My neighbors are awesome
This doesn’t have much to do with money, but it does reinforce the theme of community I wrote about a couple of weeks ago. Upon being hit, we were immediately shrouded with care from strangers on the street. One woman called the police for us. A man bought us bottled water from the local CVS. And a handful of others helped us find a place to sit and then calmed us down before the police and fire department showed up. I mentioned in the Fallen Fruit post that, lately, I’ve felt an urge to give back to the community; this experience fueled that urge even more. Also, slap me if I ever again complain about how “soft” Los Angelenos are.
I didn’t realize just how much time I would spend dealing with the aftermath of this — it’s almost been a part-time job. Luckily, the other party’s insurance has been mostly accommodating in making sure we’re reimbursed for our time, money and property. Mostly, I’d just like to move on and pretend like this thing was never in my life to begin with.
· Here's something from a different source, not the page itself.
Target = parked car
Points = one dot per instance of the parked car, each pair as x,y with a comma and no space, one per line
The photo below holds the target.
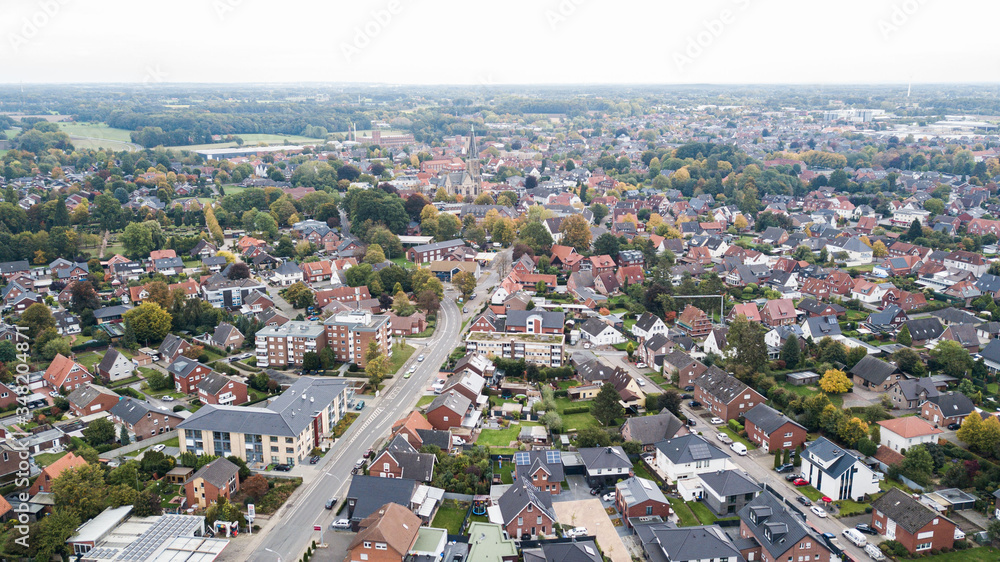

I’d like to be in denial that it ever happened, and maybe get back to not liking Sundays just because they’re Sundays, and not because scary things happen during that day of the week and that time of day.
The insurance and money-related hurdles have been a pain, and I’m ready to stop thinking about them. I’m ready get back to what matters — what I’m extraordinarily grateful to have walked away with from that accident — my health, my life partner and my antenna ball.